Sunday, August 24, 2008

#52

meaningful blog? let's see.

work wasn't as much of a drag as it usually is on a sunday. i had a goal of $2,193. impossible much? impossible is nothing [unless you're in originals and not the performance store]. i did probably close to $1,600. no one made their goal, so i'm definitely not stressing it. our dj today was on point; his set kept me dancing. he was amazingly cute; like, i was gawking at him the whole time. then this little snow bunny kept hopping around him, the claws came out of me. everyone kept looking out for me [gotta love my dasslers]. my little shy ass, always afraid of rejection, sent a note [via boogie] with my number. boogie called me a home wrecker for the rest of the day because we all had the notion that the white chick was his shorty. but when dave the dj [smile] came over to me to introduce himself, start a conversation, and let me know that he'd give me a call some time, the whole store when back to high school, buzzing around the gossip of the hella cute dj talking to the dancer with the purple hair. [that's when boogie changed my name from home wrecker to I.D.L. [i destroy lives] because as he says; don't leave your man around me because i'll bag 'em--paper or plastic?]

greg came in today. we had a little discussion at about 12:30 am via text about us not hanging out, and how, and i quote, "i need to chill and be more relaxed...i'm a little sensitive...i need to not feed into things too much." now we all know that the one thing that will piss me off is some being with a dangling part telling me about myself, so of course, i wasn't so thrilled to see him. he took it as me acting up. i cleared that up with the quickness. as soon as he left, he got a text: "this isn't me acting up...you don't want to see that."

raoul did another no-no. he was supposed to pick me up from work at 6:30 [yes, i got off at 6:45, but his coconut ass probably runs on colored people time]. i got a text at 6:33, saying he won't be able to make it because of some soccer game in the bronx. i'm sorry; was i supposed to care? he offered to come see me when he got to brooklyn. the bitch in me told him not to bother. now, you'd think he'd leave me alone, since he did just piss me off and practically stood me up. but no. on the bus ride home, he calls and says he's leaving the bronx and he'll call me when he gets into brooklyn so he can come see me. i said no. he asked why. i love the bitch in me sometimes: i told him i just might strangle him if i saw him. he got the hint.

steve and i got into an argument last night, which continued throughout my journey to work this morning. we stopped talking back in september or october because i told him i didn't want to have sex if i wasn't in a relationship. now this fuck face [pardon my french] swears up and down that he doesn't remember saying to me "then i'll have to get it from somewhere else." our argument wasn't because of that statement; that argument happened last month. this argument was about him saying slick shit like that, and them thinking i "wouldn't be stupid enough to take it seriously." i'm sorry. go die in a hole.

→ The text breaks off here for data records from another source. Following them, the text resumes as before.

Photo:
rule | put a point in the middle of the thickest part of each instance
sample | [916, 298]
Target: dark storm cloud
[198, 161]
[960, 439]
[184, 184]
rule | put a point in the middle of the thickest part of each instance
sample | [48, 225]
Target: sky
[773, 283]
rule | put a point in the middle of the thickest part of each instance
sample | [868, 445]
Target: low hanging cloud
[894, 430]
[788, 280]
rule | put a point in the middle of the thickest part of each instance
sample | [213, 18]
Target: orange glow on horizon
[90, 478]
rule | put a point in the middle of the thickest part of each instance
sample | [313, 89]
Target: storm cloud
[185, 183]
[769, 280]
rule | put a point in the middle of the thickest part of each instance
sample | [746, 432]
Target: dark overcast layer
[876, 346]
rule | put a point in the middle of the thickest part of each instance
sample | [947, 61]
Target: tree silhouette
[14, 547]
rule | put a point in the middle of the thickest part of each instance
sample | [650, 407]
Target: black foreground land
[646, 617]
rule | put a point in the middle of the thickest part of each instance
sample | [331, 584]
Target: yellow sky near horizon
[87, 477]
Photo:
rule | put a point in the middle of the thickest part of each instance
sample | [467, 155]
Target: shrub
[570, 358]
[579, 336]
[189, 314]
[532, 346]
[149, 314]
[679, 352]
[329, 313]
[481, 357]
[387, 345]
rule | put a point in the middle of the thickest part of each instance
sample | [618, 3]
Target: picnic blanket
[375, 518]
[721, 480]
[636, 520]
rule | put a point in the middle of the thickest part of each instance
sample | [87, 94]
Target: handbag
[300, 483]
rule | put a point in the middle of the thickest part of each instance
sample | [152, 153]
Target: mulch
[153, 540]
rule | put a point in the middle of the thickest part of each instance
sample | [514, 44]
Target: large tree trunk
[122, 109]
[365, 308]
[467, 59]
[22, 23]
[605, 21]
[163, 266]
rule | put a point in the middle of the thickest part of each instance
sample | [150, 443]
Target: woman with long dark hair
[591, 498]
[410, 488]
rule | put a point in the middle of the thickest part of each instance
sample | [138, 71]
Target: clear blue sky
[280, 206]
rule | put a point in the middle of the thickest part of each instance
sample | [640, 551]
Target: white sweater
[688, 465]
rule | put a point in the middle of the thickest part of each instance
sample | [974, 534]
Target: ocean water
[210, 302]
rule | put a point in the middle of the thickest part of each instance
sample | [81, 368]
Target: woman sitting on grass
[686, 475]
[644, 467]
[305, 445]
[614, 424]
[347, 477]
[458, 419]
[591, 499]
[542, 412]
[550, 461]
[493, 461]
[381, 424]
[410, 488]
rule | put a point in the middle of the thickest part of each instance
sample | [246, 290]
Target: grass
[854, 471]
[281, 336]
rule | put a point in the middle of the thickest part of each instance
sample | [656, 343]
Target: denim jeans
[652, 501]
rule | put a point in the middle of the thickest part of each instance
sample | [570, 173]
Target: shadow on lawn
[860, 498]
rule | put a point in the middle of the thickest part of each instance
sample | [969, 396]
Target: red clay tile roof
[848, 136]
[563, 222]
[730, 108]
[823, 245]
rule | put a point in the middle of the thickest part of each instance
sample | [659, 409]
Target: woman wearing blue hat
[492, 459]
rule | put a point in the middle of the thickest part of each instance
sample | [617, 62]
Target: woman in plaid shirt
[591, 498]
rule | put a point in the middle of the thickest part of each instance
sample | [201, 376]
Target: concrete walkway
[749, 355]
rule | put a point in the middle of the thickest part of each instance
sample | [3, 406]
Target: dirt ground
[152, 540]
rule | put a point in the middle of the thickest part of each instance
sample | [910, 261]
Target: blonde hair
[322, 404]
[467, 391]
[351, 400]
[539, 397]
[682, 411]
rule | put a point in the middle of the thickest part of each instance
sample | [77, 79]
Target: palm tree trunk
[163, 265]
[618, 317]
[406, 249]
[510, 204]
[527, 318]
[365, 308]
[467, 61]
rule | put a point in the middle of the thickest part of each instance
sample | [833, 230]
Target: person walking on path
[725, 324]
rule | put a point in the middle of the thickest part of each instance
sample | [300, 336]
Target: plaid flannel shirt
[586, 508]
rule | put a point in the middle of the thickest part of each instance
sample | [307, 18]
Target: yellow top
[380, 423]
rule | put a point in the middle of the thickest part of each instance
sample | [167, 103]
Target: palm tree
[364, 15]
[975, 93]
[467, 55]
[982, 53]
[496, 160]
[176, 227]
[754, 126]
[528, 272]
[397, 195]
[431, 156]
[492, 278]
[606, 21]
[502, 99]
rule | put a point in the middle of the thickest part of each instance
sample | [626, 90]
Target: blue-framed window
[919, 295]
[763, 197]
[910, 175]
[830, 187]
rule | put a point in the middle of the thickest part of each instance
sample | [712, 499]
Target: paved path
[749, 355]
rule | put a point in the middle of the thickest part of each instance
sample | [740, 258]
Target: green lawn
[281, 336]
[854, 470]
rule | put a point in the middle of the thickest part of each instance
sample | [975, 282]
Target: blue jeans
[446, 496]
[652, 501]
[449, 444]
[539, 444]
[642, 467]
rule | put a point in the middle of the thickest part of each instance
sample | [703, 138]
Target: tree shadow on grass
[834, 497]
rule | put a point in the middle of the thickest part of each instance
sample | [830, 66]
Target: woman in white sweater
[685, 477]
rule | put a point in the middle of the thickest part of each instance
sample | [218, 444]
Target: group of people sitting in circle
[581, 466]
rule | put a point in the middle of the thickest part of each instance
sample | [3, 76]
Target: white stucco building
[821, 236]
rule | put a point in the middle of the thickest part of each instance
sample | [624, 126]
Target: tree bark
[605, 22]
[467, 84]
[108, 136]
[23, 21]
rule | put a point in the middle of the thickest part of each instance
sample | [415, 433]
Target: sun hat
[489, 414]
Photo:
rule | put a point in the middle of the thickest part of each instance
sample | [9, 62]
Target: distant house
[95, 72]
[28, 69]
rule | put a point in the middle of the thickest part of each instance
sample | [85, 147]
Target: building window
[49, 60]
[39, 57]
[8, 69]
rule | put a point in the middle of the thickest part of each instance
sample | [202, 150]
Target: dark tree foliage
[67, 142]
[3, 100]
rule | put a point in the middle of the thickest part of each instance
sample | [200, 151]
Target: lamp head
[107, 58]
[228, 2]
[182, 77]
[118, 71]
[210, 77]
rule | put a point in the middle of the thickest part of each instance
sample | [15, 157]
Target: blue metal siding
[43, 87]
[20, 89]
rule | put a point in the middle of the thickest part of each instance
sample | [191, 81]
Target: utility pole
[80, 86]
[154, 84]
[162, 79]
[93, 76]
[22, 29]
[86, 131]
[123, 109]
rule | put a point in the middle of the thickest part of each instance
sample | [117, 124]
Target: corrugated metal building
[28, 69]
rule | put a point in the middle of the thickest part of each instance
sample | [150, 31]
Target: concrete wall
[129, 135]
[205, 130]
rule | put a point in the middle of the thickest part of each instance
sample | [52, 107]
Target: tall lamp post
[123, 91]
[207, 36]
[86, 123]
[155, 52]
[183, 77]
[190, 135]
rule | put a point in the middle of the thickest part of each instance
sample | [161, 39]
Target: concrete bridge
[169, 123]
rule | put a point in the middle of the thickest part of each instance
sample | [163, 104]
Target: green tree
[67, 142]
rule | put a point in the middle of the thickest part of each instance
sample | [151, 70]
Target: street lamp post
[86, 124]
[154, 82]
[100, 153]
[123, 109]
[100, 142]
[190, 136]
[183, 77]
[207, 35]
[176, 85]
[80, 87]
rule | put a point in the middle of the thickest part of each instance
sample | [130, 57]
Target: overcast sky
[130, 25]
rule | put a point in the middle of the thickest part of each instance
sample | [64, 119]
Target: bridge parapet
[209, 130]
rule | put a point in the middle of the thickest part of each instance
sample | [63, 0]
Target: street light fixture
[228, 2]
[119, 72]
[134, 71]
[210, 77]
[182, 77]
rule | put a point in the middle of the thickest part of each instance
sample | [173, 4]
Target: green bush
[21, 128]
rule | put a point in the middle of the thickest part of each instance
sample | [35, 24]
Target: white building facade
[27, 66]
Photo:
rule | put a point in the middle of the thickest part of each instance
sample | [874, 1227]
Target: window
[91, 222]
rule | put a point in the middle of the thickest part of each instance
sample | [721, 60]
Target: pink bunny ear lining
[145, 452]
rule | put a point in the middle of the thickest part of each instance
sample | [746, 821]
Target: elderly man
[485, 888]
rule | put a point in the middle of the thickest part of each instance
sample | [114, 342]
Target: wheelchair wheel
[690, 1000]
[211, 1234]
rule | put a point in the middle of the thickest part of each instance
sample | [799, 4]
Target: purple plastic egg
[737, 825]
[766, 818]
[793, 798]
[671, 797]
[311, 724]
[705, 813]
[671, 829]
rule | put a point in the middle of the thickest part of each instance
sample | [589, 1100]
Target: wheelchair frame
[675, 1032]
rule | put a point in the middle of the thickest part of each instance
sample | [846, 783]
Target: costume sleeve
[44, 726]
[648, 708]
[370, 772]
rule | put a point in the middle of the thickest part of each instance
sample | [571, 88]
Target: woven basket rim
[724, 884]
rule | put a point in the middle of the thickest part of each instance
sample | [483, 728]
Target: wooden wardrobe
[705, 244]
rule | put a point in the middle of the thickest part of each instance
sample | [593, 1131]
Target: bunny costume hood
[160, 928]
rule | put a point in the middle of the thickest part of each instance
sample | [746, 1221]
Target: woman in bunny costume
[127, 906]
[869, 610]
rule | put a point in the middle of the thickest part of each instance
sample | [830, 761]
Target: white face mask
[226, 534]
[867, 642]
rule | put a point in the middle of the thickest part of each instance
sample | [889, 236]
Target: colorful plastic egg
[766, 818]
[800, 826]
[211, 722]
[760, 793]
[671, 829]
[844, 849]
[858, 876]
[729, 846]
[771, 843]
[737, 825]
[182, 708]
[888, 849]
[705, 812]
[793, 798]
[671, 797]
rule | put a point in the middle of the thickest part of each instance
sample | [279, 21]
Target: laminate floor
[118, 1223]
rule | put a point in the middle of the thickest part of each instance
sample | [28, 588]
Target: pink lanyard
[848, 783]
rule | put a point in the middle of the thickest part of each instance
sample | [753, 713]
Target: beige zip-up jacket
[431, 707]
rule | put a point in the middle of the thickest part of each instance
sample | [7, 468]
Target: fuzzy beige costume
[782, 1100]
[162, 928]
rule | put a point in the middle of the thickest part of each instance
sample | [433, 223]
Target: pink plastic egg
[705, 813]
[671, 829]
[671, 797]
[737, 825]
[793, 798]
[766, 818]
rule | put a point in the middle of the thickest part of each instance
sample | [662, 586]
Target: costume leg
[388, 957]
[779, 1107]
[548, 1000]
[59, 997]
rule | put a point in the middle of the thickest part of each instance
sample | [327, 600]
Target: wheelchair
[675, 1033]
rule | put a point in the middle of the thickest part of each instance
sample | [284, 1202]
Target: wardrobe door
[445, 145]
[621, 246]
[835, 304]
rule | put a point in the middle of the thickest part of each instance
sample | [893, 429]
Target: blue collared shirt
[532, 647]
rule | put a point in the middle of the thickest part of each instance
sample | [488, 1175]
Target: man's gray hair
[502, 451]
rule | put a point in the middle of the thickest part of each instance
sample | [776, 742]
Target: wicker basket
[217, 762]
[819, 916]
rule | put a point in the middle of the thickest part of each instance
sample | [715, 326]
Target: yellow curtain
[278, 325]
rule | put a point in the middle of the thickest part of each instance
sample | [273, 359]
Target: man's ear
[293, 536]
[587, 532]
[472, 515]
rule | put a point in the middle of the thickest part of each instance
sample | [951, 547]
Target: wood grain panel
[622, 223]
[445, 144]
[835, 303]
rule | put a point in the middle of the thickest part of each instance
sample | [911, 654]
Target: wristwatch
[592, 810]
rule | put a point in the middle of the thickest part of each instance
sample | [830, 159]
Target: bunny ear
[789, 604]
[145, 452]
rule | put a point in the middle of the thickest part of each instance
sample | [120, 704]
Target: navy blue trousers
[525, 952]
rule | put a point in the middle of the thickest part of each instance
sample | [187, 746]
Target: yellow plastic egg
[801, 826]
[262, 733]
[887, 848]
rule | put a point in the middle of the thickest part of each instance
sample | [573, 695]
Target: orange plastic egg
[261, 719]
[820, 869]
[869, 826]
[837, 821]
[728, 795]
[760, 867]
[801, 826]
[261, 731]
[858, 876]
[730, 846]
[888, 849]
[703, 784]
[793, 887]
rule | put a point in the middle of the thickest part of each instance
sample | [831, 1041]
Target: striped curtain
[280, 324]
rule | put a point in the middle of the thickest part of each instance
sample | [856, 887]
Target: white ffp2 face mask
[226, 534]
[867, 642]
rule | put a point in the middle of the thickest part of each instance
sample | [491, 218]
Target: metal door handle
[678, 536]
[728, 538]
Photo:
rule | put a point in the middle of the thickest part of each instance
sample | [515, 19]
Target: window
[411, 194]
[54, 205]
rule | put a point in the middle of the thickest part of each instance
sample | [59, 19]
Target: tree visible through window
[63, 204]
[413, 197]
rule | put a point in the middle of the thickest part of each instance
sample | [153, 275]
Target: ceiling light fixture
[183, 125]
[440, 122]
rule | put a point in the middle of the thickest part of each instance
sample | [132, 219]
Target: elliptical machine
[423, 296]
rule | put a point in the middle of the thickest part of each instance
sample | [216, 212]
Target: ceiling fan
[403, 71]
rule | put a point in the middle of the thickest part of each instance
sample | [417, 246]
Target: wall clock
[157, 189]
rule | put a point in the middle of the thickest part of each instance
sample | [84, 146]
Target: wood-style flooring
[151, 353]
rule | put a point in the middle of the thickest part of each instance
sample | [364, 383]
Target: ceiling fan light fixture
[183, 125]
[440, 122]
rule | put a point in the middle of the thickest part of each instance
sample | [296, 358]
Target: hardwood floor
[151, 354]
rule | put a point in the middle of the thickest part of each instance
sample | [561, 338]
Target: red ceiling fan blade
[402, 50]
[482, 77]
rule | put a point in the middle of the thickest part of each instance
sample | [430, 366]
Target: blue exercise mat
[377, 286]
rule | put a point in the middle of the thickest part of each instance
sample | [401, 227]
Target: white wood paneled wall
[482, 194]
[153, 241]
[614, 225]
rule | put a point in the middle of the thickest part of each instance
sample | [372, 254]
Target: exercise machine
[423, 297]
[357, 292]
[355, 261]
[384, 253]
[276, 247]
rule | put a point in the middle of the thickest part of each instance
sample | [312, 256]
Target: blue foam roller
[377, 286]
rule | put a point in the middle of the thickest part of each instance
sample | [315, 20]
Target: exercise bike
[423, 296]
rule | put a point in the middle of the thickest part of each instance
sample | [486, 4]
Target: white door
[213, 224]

steve, jason, [yes, jason], greg, raoul, and now dave. you'd think i'd be heading back on the path of promiscuity that i was on last summer. definitely not. i have a whole new outlook and i'm taking a different approach to this whole dating game shenanigan. this isn't me on my i'll sleep with you and then never call you again, just so you'd feel how i've felt with these pricks i've dealt with in the past type shit. oh no. this is me on my fuck niggas, get money, do me, put nothing before my life, my future, and my girls, and if a guy happens to come along, he's my last priority type shit. i have no problem cutting men off, for i have nothing to lose. come try me . . .

thinking about my next big art project. something with this damn canvas i bought and have nothing to do with.

daddy goes back in on tuesday. school starts wednesday. i have a full week ahead of me.